Platform Capabilities

Plexus enables users to run workloads through containerized applications across different orchestration environments:

  • Slurm Clusters: Execute containerized workloads on traditional HPC infrastructure with job scheduling and resource management.
  • Kubernetes Clusters: Deploy and scale containerized applications using modern cloud-native orchestration.

The platform abstracts the complexity of container deployment and cluster management, allowing users to focus on their computational tasks while leveraging the full power of the available infrastructure and AMD accelerators.

AAC login page

Overview

Dashboard

The Dashboard serves as the central hub for users to manage their computational workloads and access platform resources. It provides a comprehensive overview of the user's activity and available tools through three main sections:

Applications Panel: Displays a curated set of pre-configured applications optimized for AMD accelerators. Users can quickly launch AI/ML frameworks (PyTorch, TensorFlow, ROCm), HPC simulation tools, data analytics platforms, and visualization software. Each application shows compatibility information, resource requirements, and quick-start options.
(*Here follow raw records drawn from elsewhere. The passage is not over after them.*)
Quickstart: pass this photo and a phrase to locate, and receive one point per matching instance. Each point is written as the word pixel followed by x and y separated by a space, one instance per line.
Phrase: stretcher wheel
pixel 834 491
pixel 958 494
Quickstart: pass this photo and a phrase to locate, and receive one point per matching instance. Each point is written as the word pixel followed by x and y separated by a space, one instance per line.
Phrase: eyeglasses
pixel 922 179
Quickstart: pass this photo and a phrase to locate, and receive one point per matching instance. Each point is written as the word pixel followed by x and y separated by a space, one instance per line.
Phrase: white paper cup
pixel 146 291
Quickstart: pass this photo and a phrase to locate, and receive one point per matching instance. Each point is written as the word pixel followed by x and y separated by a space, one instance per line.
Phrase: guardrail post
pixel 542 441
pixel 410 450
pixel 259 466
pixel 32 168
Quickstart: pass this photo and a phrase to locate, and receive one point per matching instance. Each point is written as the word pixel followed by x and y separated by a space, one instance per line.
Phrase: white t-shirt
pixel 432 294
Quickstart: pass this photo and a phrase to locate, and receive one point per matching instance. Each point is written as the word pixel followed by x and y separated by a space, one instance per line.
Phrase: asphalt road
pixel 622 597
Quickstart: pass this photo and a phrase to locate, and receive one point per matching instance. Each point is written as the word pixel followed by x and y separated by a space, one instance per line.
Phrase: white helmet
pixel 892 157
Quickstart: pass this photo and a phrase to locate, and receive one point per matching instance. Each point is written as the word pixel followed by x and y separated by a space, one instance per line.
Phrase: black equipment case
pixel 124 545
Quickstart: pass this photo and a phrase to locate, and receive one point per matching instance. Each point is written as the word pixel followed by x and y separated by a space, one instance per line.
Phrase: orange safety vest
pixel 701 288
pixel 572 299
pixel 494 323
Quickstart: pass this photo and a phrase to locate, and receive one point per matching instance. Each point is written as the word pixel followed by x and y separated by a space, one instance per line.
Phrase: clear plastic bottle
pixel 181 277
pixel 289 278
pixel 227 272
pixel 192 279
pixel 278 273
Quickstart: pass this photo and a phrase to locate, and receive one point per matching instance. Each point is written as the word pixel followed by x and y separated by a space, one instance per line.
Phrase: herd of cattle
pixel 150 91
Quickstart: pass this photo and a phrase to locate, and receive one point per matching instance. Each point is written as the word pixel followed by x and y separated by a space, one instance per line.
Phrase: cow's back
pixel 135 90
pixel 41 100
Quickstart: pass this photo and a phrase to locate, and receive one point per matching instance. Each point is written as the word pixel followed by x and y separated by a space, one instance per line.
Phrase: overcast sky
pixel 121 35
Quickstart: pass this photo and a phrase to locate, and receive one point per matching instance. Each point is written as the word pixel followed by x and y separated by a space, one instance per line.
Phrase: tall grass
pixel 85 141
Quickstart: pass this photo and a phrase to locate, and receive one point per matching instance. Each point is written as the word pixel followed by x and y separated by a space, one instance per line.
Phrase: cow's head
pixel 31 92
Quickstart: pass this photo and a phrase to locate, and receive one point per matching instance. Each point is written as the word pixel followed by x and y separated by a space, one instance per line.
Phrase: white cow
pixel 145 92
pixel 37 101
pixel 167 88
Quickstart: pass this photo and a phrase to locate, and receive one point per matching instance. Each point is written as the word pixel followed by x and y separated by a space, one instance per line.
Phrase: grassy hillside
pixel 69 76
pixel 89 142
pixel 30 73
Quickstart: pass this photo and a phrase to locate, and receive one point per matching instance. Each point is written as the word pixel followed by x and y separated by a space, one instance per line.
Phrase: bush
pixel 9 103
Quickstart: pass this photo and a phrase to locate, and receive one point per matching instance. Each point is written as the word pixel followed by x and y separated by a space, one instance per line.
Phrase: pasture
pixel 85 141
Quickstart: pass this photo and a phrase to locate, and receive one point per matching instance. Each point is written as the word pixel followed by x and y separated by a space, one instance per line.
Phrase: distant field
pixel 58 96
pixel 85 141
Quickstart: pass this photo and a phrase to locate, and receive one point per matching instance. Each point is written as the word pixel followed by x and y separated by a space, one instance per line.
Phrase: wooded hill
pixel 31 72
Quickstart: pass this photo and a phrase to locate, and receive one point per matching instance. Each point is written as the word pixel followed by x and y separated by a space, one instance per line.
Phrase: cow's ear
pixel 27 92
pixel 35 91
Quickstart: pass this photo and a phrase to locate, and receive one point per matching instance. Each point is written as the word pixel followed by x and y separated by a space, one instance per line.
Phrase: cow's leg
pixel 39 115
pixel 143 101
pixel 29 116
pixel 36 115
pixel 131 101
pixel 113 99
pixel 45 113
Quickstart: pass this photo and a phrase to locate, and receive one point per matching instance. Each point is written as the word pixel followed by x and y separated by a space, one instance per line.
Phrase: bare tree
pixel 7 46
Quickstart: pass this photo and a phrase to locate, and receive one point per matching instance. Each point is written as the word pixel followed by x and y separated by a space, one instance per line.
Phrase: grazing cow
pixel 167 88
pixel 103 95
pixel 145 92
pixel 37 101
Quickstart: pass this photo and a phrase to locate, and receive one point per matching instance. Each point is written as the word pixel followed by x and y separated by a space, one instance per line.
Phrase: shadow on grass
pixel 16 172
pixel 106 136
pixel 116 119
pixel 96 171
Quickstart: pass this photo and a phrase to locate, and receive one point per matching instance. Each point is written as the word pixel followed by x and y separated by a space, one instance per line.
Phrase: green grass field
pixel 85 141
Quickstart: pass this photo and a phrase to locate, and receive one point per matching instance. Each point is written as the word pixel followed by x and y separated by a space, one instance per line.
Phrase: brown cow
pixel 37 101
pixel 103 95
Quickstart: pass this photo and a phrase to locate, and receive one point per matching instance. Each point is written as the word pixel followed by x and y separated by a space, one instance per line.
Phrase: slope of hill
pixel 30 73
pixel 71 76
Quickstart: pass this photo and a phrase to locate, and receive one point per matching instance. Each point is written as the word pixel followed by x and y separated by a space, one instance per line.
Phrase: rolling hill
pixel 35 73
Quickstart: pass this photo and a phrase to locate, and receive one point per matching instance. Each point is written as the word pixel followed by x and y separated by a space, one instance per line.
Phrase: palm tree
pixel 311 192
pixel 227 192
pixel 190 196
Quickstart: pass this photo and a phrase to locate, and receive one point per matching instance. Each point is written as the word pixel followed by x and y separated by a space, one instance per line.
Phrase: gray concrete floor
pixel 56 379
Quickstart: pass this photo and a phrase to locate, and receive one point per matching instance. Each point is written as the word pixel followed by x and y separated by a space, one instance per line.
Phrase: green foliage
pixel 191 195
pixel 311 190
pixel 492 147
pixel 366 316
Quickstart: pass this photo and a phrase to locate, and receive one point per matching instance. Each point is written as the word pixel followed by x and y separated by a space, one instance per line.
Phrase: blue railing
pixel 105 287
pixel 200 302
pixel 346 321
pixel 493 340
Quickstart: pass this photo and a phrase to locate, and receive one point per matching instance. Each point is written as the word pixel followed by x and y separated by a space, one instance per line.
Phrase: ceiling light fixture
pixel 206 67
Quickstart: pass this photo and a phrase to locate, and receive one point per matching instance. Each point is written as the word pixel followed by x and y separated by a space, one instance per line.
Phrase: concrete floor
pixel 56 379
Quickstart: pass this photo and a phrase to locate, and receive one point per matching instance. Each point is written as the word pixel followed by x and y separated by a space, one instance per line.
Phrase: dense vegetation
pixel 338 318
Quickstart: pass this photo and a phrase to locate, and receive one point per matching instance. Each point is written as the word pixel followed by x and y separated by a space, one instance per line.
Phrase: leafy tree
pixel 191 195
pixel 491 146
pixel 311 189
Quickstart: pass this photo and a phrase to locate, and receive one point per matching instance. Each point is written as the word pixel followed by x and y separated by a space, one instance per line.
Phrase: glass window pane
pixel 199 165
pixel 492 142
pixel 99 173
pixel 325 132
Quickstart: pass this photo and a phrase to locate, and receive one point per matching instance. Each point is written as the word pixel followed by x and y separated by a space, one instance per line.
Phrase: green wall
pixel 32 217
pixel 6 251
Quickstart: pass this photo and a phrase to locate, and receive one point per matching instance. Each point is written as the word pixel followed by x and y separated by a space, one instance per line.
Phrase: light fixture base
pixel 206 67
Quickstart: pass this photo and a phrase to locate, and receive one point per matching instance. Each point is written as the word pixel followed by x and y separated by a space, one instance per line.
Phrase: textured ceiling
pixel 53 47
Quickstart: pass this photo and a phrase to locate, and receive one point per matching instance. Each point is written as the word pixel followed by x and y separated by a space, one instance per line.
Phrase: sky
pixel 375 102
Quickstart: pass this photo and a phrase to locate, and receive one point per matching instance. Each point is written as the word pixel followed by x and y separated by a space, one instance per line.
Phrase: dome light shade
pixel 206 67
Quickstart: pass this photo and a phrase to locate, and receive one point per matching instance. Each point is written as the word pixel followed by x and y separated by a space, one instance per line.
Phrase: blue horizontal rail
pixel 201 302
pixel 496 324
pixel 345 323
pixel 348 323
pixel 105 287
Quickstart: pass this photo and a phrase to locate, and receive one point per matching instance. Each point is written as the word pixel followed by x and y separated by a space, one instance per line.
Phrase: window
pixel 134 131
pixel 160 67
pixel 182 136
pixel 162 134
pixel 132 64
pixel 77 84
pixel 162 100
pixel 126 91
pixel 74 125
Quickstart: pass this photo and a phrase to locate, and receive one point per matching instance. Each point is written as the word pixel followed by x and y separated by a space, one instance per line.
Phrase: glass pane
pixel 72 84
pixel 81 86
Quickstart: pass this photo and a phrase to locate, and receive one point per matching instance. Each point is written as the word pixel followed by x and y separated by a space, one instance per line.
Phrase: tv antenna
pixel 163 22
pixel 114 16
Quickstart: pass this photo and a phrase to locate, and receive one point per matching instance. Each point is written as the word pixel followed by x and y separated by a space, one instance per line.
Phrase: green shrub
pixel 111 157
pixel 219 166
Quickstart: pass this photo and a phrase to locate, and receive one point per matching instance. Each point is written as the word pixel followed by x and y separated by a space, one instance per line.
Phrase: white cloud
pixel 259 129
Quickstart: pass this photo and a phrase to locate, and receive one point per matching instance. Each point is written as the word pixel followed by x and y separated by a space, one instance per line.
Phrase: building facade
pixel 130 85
Recent Workloads: Shows grouped information about the recently submitted jobs and their current status (pending, running, completed, failed).

Teams: Lists all teams and projects the user belongs to, along with associated resource quotas, shared storage access, and collaborative workspaces. This section enables users to switch between different organizational contexts and view team-specific applications and compute allocations.

Dashboard page

Workloads

The Workloads page provides a comprehensive view of all submitted jobs across the platform, offering advanced monitoring and management capabilities for user workloads.

Job Listing: Displays a detailed table of all workloads with essential information including job name, submission time, execution duration, resource allocation, current status, etc. Each entry shows the target cluster (Slurm/Kubernetes) and provides quick access to job details, logs, and results.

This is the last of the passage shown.